Illumina has mentioned in presentations that it intends to support a PCR-free library prep (see In Sequence 2/10/2009), but the company did not provide information before deadline about when it will start doing so, and whether it plans to support the Sanger Institute's protocol or has developed its own version of it.
The Broad Institute is one genome center that is currently testing a version of the Sanger's protocol. Based on preliminary results involving qPCR but not yet sequencing, "we are cautiously optimistic," Chad Nusbaum, co-director of the genome sequencing and analysis program at the Broad, told In Sequence by e-mail last week. The results suggests that the protocol indeed leads to more even representation of genomes with extreme GC-content, and could thus help cover "regions that would either be underrepresented or missed entirely by the standard process," he said.
[ pagebreak ]
And if it turns to to "smooth out" coverage across the GC spectrum of any genome, it could also result in a need for less coverage in genome sequencing projects, and thus lower the cost of such projects.
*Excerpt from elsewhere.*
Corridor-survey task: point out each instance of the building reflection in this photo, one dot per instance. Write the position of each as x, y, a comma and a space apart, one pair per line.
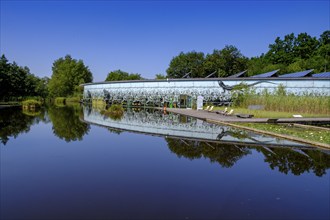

Another Illumina GA customer who wants to adopt the new method is Vladimir Benes, head of the genomics core facility at the European Molecular Biology Laboratory in Heidelberg.
"I think it's a very important modification of the protocol," he said. "I see it as an important way to reduce the bias of coverage."
Benes told In Sequence last week that he has already ordered the adaptor sequences and plans to use the new protocol as soon as possible, both to sequence a bacterial genome with extreme GC content and for other genomic DNA preparations.
A "slight limitation" of the amplification-free method, he said, is the amount of starting DNA required, which might be higher than what is needed for the conventional protocol, a reservation that he shares with the Broad's Nusbaum. "At the moment, it's really for genomic DNA-sequencing of any kind, where you have enough material [available]," he said, adding that the protocol may be further improved.
According to Benes, another source of bias during the library preparation comes from the shearing of DNA by nebulization. One potential remedy to this could be a different fragmentation method, for example a Covaris device, which uses ultrasound. That method "is much closer to truly random fragmentation," he said. Illumina mentions Covaris as an alternative method for fragmenting DNA in a protocol for preparing 2- to 5-kilobase mate pair libraries.
Benes said that the amplification-induced bias during the library prep is "well known" and "hotly debated" among users.
Last year, for example, researchers at the Max Planck Institute for Molecular Genetics in Berlin published a paper in Nucleic Acids Research that addresses different types of biases in Illumina sequencing data, including an unusually high read density in GC-rich regions.
Although the problem is "acknowledged by Illumina," the company has "not openly admitted" it, Benes said.
James Hadfield, head of the genomics core facility at the Cambridge Research Institute in the UK, which is about to install its third Genome Analyzer, said he believes the new method "could become the standard method [for library preparation] and replace what people are currently doing."
He has not yet tried the new protocol but plans to do so. It "not only removes bias, but could also simplify and speed up the protocols, ultimately leading to 96-well preps," he told In Sequence by e-mail last week.
Another improvement that would help automate the sample prep is eliminating gel purifications, he added.